Most of us will refuse to recognize this evil. That is because solipsism feels good; we sense in it that we can never die, and that we are always good and right no matter to what degree we are not. It saves us from self-criticism, and criticism by others. It makes us feel justified in selfish behavior because the world has made us its victim, and in self-pity we have a cause for resentment and thus a systematic revenge on the world. When we do bad things, and create socialized costs for others, that is not a personal loss but victory because we harmed the force that oppresses us. This evil recognizes no boundaries: it crops up in good people as well as bad, in smart as well as stupid, and in smart it may take on a greater life because they have the ability to make it interesting. Even when we argue against it, we are not immune; like a fire dares us to stick our hand into it, evil dares us and seduces us. And of all frustrating things, it has no home. There is no Hell to destroy, Mordor to invade or Berlin to reduce to rubble. Evil simply takes a new form, spreading by contact between people who (in an effort to disguise their own weakness) re-style it as good, or cropping up again anywhere a mind thinks. It is the enemy without form, an invisible aggressor who almost never appears in a guise of bad but always appears good, or at least convenient.

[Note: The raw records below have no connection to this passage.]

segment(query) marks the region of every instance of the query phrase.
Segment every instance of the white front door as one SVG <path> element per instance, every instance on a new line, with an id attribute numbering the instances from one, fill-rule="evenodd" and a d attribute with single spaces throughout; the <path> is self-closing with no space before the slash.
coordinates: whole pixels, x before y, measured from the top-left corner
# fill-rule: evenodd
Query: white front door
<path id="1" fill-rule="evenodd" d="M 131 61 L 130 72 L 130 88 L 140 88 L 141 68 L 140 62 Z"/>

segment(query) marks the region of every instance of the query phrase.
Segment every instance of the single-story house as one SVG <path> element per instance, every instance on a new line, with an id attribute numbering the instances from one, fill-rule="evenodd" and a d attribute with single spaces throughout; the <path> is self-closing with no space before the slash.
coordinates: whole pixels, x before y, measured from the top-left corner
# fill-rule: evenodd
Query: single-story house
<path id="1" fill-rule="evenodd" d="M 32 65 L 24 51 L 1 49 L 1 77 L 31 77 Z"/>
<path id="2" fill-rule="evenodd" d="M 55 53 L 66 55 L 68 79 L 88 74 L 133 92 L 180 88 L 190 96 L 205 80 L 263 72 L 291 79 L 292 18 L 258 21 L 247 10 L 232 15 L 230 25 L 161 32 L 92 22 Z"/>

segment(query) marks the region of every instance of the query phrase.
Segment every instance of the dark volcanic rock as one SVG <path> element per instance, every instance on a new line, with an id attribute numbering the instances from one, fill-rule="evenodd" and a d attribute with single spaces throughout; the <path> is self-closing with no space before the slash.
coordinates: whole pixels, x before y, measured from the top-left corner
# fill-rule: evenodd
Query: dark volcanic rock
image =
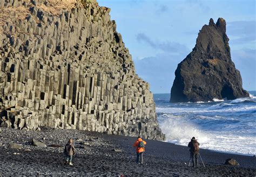
<path id="1" fill-rule="evenodd" d="M 171 102 L 234 100 L 249 96 L 231 60 L 226 22 L 211 18 L 198 34 L 193 51 L 179 65 L 171 91 Z"/>
<path id="2" fill-rule="evenodd" d="M 22 145 L 21 144 L 12 143 L 10 143 L 8 147 L 10 148 L 16 148 L 20 150 L 22 148 Z"/>
<path id="3" fill-rule="evenodd" d="M 44 143 L 38 141 L 35 139 L 33 139 L 32 140 L 32 144 L 35 146 L 44 147 L 47 147 L 47 146 Z"/>
<path id="4" fill-rule="evenodd" d="M 239 164 L 235 159 L 228 159 L 226 160 L 225 162 L 225 165 L 231 165 L 237 166 L 237 165 L 239 165 Z"/>

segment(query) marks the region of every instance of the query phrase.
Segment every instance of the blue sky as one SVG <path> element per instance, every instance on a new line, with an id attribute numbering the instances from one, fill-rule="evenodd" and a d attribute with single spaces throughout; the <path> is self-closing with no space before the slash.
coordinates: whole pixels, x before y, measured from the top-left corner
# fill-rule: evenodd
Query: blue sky
<path id="1" fill-rule="evenodd" d="M 256 90 L 255 1 L 98 0 L 111 9 L 135 63 L 153 93 L 169 93 L 178 63 L 192 51 L 198 32 L 212 18 L 227 23 L 231 56 L 244 88 Z"/>

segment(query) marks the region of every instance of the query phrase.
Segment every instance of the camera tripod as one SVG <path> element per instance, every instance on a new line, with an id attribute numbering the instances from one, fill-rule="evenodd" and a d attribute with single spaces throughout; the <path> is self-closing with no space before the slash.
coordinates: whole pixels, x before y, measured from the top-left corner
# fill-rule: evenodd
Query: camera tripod
<path id="1" fill-rule="evenodd" d="M 203 161 L 202 158 L 201 157 L 201 155 L 200 155 L 199 153 L 198 153 L 198 155 L 199 156 L 200 159 L 201 159 L 201 161 L 202 161 L 202 164 L 203 164 L 203 165 L 204 165 L 204 167 L 205 167 L 205 164 L 204 164 L 204 162 Z M 192 159 L 192 157 L 191 155 L 191 153 L 190 153 L 190 161 L 188 162 L 188 166 L 190 166 L 190 162 Z"/>

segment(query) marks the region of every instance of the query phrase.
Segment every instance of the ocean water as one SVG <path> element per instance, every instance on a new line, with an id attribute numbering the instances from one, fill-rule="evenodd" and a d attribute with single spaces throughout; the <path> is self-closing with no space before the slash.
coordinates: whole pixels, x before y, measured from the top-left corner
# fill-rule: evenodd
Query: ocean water
<path id="1" fill-rule="evenodd" d="M 256 154 L 256 91 L 250 97 L 210 102 L 169 102 L 154 94 L 159 125 L 168 142 L 187 146 L 194 136 L 203 148 Z"/>

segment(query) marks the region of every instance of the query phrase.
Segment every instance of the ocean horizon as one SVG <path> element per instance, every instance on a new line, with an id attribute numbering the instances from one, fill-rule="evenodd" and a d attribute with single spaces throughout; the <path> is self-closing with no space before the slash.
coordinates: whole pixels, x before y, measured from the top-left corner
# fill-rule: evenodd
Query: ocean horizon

Recently I launched a corrective attack on Neoreaction, the system of post-libertarian thought launched by post-libertarian bloggers during the early 2000s. Neoreaction has a number of good things going for it: it recognizes the failure of The EnlightenmentTM and consequently, rejects equality, democracy, and populism or the tendency to motivate people by pandering to the lowest common denominator already accepted by them. It is more of a virtual salon or symposium in that, like Plato’s Republic, it offers a series of thought experiments to stimulate awareness outside of the confines of the accepted and to thus open channels to thought beyond the status quo. In this attack, which is designed to expand the field of Neoreactionary theory to include the conservatism from which it has come and to clarify both, I identified a number of problems:
If we are going to attack The EnlightenmentTM, nothing remains but to do it. Democracy, equality, liberty, freedom, “rights,” populism and the idea of systems itself are all wrong. They go to the dustbin of history, but so also should other thought that promotes socialization as a substitute for actuality.

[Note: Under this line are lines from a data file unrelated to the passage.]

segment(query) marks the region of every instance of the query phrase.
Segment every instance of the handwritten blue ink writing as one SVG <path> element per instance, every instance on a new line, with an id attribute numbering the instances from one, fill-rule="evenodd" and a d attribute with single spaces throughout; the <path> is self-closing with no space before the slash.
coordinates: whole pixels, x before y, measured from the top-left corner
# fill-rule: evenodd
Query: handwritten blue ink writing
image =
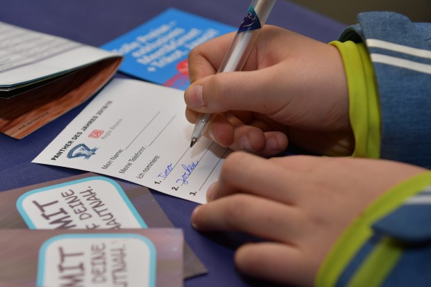
<path id="1" fill-rule="evenodd" d="M 172 171 L 174 167 L 172 167 L 172 164 L 170 163 L 168 167 L 166 167 L 165 171 L 163 172 L 159 173 L 157 177 L 165 179 L 166 177 L 168 177 L 168 175 L 169 175 L 169 174 L 170 173 L 170 172 Z"/>
<path id="2" fill-rule="evenodd" d="M 177 179 L 177 181 L 175 182 L 178 183 L 178 181 L 179 181 L 181 184 L 188 184 L 188 181 L 187 181 L 187 179 L 188 178 L 188 176 L 192 173 L 195 167 L 197 166 L 198 163 L 199 161 L 196 161 L 196 163 L 192 163 L 190 165 L 186 165 L 184 164 L 181 165 L 181 166 L 186 171 L 181 176 L 181 178 Z"/>

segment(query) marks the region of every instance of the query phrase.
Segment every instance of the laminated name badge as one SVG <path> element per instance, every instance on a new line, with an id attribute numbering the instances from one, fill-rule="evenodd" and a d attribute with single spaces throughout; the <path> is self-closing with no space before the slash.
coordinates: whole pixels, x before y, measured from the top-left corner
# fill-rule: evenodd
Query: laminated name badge
<path id="1" fill-rule="evenodd" d="M 0 230 L 0 284 L 183 286 L 178 229 Z"/>
<path id="2" fill-rule="evenodd" d="M 148 188 L 93 173 L 0 192 L 0 229 L 152 227 L 171 228 L 172 224 Z M 206 272 L 187 245 L 184 261 L 185 278 Z"/>

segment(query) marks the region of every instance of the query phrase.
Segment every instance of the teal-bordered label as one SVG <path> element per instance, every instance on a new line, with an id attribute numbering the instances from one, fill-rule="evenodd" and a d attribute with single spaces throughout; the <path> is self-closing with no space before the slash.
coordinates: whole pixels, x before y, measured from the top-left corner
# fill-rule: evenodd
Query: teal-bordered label
<path id="1" fill-rule="evenodd" d="M 63 234 L 39 249 L 38 286 L 156 286 L 153 243 L 135 233 Z"/>
<path id="2" fill-rule="evenodd" d="M 121 186 L 104 177 L 29 191 L 16 206 L 31 229 L 147 228 Z"/>
<path id="3" fill-rule="evenodd" d="M 245 32 L 246 31 L 257 30 L 262 28 L 261 22 L 254 11 L 254 8 L 250 6 L 247 11 L 245 17 L 243 19 L 241 24 L 238 29 L 238 33 Z"/>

In contrast, history and common sense show what works. Aristocracy, nationalism, social conservatism, heroism and transcendentalism work together as a system that is both traditional and fits within Neoreactionary thought. The social community however rejects this because it breaks what makes Neoreaction accessible, which is that any STEM graduate or internet typist who memorizes a few ideas can participate in the theory, and that in itself is the goal. The goal lies outside the social group, which like a force of entropy becomes populist, and without that to unify the group, it relapses into being a social event instead of an actual one.
Any movement can become social. Where the index of selection, or how it chooses what becomes part of its library of ideas, is social in any way, it is a social movement. Cliques of intellectuals succumb to this as well. This is why Crowdism is said to be pervasive: it is a human monkey tendency that corrupts truth with the pragmatic convenience of getting along in a group and motivating them toward a goal, albeit at the expense of the clarity of the goal. Understanding this is crucial to the anti-equality idea, as it displaces our faith in “systems” and voting and returns to the idea that a decision must be made by those capable to make it.
My goal with any kind of new movement is to have less chatter and more solid expression of motion toward these ends. Neoreaction served its purpose well as an introduction to these ideas, but then got caught up in its tendency to be talking points instead of practicality. We see the results now in the constant drama across the Neoreactionary blogs and the writing of much theory, little of which expands any substantive issue, as people jockey for position in the salon. As the years pass, the goal emerges more clearly, and it is time to discard intermediates and — emerging from our comfort zones — go for the goal.